ORDERED that the Clerk of the Court shall transmit herewith to the parties a copy of the pages of the transcript of the trial in this case before Chief Special Trial Judge Lewis R. Carluzzo at San Diego, California, containing his oral finds of fact and opinion rendered February 3, 2022, during the trial session at which the case was heard.

In accordance with the oral finding of fact and opinion, decision will be entered for respondent.

(Signed) Lewis R. Carluzzo
Chief Special Trial Judge

Bench Opinion by Judge Lewis R. Carluzzo

February 3, 2022

Candice L. Busch & Randall P. Busch v. Commissioner

THE COURT: The Court has decided to render oral findings of fact and opinion in this case and the following represents the Court's oral findings of fact and opinion (bench opinion). Section references made in this bench opinion are to the Internal Revenue Code of 1986, as amended, in effect for the relevant period, and Rule references are to the Tax Court Rules of Practice and Procedure. This bench opinion is made pursuant to the authority granted by section 7459(b) and Rule 152.

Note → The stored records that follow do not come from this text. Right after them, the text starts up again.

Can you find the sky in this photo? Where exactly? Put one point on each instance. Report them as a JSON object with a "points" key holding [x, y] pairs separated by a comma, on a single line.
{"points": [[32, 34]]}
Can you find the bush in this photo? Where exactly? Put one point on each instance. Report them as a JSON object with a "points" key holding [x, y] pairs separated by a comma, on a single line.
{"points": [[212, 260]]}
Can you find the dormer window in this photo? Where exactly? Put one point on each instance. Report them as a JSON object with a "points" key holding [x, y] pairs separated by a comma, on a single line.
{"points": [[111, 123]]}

This proceeding for the redetermination of a deficiency is a small tax case subject to the provisions of section 7463 and Rules 170 through 174. Except as provided in Rule 152(c), this bench opinion shall not be cited as authority, and pursuant to section 7463(b) the decision entered in this case shall not be treated as precedent for any other case.

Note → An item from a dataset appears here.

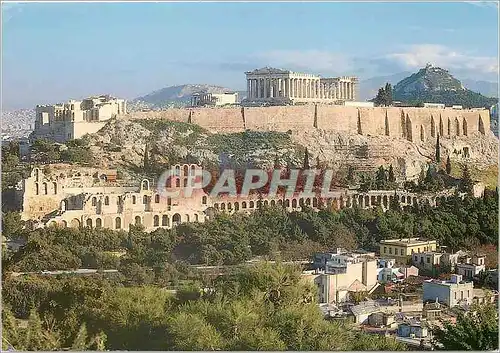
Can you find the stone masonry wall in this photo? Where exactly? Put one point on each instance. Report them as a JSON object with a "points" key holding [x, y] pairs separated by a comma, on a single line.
{"points": [[413, 124]]}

Candice L. Busch and Randall P. Busch appeared without counsel. Jody N. Swan appeared on behalf of respondent.

In a notice of deficiency dated November 9, 2020 (notice), respondent determined a deficiency in petitioners' 2017 Federal income tax and imposed a section 6662(a) accuracy-related penalty (penalty).

The deficiency and penalty determined in the notice result from an overstatement of a mortgage interest deduction claimed on petitioners' 2017 joint Federal income tax return (return). Candice Busch prepared the return using a popular version of return preparation software. According to petitioners, the program allows only for the entry of items of income and deduction in whole dollar amounts, that is, it does not allow for the entry of cents, or numbers to the right of the decimal point. Petitioners paid $21,201.25 of mortgage interest during 2017, and they are entitled to a mortgage interest deduction in that amount for that year. That being so, when Mrs. Busch entered $21,201.25, on the line for the deduction for mortgage interest, the deduction was shown as $2,120,125 instead. The overstated deduction is taken into account in the computation of petitioners' taxable income and Federal income tax, both shown as zero on the return, which in turn resulted in the refund of all of the Federal income tax withheld from both of their wage incomes over the course of 2017.

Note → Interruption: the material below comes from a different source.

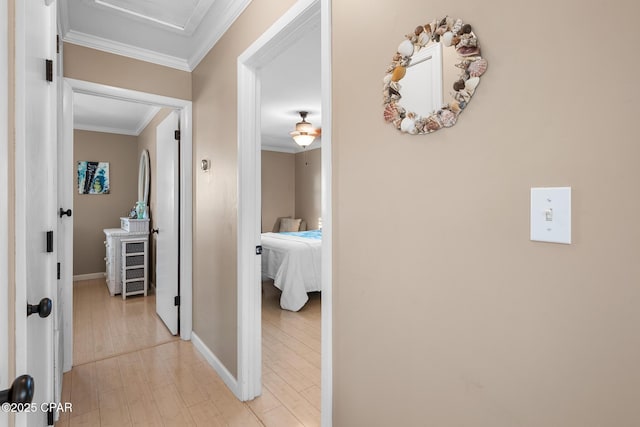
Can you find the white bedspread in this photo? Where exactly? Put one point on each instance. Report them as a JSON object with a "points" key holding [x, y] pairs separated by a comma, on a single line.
{"points": [[294, 264]]}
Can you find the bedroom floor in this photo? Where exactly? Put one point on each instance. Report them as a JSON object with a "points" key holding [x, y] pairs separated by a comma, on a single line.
{"points": [[141, 375]]}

The correct amount of their mortgage interest deduction is taken into account in the computation of the deficiency shown in the notice. Petitioners now concede that deficiency. We are called upon to decide whether they should be held liable for the accuracy-related penalty imposed in the notice. According to petitioners, the overstatement was due to an "honest" mistake, and they should not be penalized for that mistake. According to respondent, imposition of the penalty is appropriate under the circumstances.

As relevant here, section 6662(a) imposes a penalty of 20% of the portion of an underpayment of tax attributable to the taxpayer's substantial understatement of income tax. Sec. 6662(a) and (b)(2). In this case the underpayment of tax, as defined in section 6664(a), is equal to and computed in the same manner as the deficiency, see sec. 6211, and that underpayment of tax is a substantial understatement of income tax because it exceeds the greater of $5,000 or 10% of the amount of tax required to have been shown on petitioners' 2017 return, see sec. 6662(d)(1)(A).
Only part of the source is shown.